At one point, the aides halted a request from Mr. Bolton to review his account of President Trump’s dealings with Ukraine so he could release that section of the memoir during the impeachment trial, according to the lengthy account of the White House review written by Kenneth L. Wainstein, a lawyer for the official, Ellen Knight.
Mr. Wainstein said that his client had determined in April that Mr. Bolton’s book, “The Room Where It Happened,” no longer contained any classified information, but the “apolitical process” was then “commandeered by political appointees for a seemingly political purpose” to go after Mr. Trump’s former aide and that the actions she was asked to take were “unprecedented in her experience.”
“She had never previously been asked to take the above-described measures, and she has never heard that predecessors in her position ever received such instructions in the course of their prepublication reviews,” the letter said.
The filing was an extraordinary twist in the legal saga surrounding Mr.
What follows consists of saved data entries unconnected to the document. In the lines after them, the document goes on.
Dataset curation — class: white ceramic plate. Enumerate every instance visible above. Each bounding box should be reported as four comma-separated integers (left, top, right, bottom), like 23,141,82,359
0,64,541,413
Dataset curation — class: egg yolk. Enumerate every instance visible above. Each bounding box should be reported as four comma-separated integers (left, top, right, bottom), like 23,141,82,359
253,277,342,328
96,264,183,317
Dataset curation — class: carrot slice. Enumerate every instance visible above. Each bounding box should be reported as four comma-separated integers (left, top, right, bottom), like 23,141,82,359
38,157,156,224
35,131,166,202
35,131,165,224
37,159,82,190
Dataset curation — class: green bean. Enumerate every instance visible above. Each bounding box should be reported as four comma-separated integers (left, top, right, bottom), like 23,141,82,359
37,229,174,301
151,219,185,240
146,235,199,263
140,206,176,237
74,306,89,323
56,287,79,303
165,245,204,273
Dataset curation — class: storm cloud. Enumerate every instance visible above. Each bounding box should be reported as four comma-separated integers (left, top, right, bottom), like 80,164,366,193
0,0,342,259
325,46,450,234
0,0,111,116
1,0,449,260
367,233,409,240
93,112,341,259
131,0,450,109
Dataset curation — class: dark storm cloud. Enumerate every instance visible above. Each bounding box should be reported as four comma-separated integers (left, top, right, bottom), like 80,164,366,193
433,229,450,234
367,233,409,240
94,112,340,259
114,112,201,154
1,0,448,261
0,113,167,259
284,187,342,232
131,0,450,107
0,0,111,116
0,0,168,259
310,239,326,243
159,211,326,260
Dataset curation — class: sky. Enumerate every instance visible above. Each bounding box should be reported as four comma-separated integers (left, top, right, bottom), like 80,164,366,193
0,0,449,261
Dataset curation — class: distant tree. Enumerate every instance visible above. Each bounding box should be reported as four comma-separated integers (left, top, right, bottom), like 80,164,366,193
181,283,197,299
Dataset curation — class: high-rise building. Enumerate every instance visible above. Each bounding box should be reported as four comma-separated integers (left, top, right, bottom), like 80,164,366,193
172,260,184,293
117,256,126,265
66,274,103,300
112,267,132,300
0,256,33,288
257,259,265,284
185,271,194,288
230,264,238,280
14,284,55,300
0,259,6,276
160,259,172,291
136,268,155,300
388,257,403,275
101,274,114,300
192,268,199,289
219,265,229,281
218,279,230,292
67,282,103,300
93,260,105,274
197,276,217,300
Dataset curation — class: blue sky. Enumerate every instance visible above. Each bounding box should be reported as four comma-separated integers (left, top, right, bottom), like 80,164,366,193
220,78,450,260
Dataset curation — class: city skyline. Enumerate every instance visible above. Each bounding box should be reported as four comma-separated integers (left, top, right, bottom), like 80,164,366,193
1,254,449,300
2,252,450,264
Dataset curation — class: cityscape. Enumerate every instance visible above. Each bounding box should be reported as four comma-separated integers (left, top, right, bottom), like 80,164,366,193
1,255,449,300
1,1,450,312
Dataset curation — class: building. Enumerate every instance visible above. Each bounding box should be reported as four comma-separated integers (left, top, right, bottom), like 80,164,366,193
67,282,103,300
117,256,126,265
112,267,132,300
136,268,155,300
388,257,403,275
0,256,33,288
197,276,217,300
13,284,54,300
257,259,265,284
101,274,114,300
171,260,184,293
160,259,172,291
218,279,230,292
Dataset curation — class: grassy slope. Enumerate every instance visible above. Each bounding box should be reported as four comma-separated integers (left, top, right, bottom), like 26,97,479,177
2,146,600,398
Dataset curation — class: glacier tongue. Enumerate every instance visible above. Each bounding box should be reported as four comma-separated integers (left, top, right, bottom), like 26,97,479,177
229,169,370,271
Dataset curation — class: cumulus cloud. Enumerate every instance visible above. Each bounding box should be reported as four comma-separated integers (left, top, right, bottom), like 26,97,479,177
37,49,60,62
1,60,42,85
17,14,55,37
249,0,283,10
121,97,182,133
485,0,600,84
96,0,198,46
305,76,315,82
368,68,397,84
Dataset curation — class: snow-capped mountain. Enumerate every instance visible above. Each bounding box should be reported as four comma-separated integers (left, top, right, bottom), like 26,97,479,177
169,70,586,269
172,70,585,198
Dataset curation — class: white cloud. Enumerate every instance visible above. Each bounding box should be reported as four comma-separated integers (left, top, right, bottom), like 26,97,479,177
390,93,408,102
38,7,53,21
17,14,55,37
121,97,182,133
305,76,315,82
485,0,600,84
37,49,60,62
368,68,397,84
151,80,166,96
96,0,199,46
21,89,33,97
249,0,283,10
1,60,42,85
Bolton’s book. The Trump administration sought to block Mr. Bolton from publishing the manuscript after the book was already published and has opened a criminal investigation into whether he unlawfully disclosed classified information.
But the letter called into question the premise of those efforts — that the book contains any classified information. Mr. Wainstein recounted a series of irregularities that he said were unlike any other prepublication review Ms. Knight had handled in her two years working at the National Security Council.
Political appointees in the White House directed her not to communicate with them in writing about the book, and proceeded to have a politically appointed lawyer — Michael Ellis, a former aide to Representative Devin Nunes, a close Trump ally and California Republican — conduct his own review of the book.
Mr. Ellis had no training in prepublication reviews at the time — he underwent it after he completed his review — and pronounced the book replete with still-classified information, a position the Justice Department then made in court seeking to block Mr. Bolton from distributing the book.
But Mr. Ellis was wrong, Mr. Wainstein wrote. Rather than evaluating the book by prepublication review standards for writings by a private citizen, he essentially treated the manuscript as a government document being subject to a classification review.
But the two are very different, the letter explained, on matters like discussing a phone call between a president and a foreign leader. Mr. Bolton’s book contains numerous accounts of such discussions between Mr. Trump and his counterparts.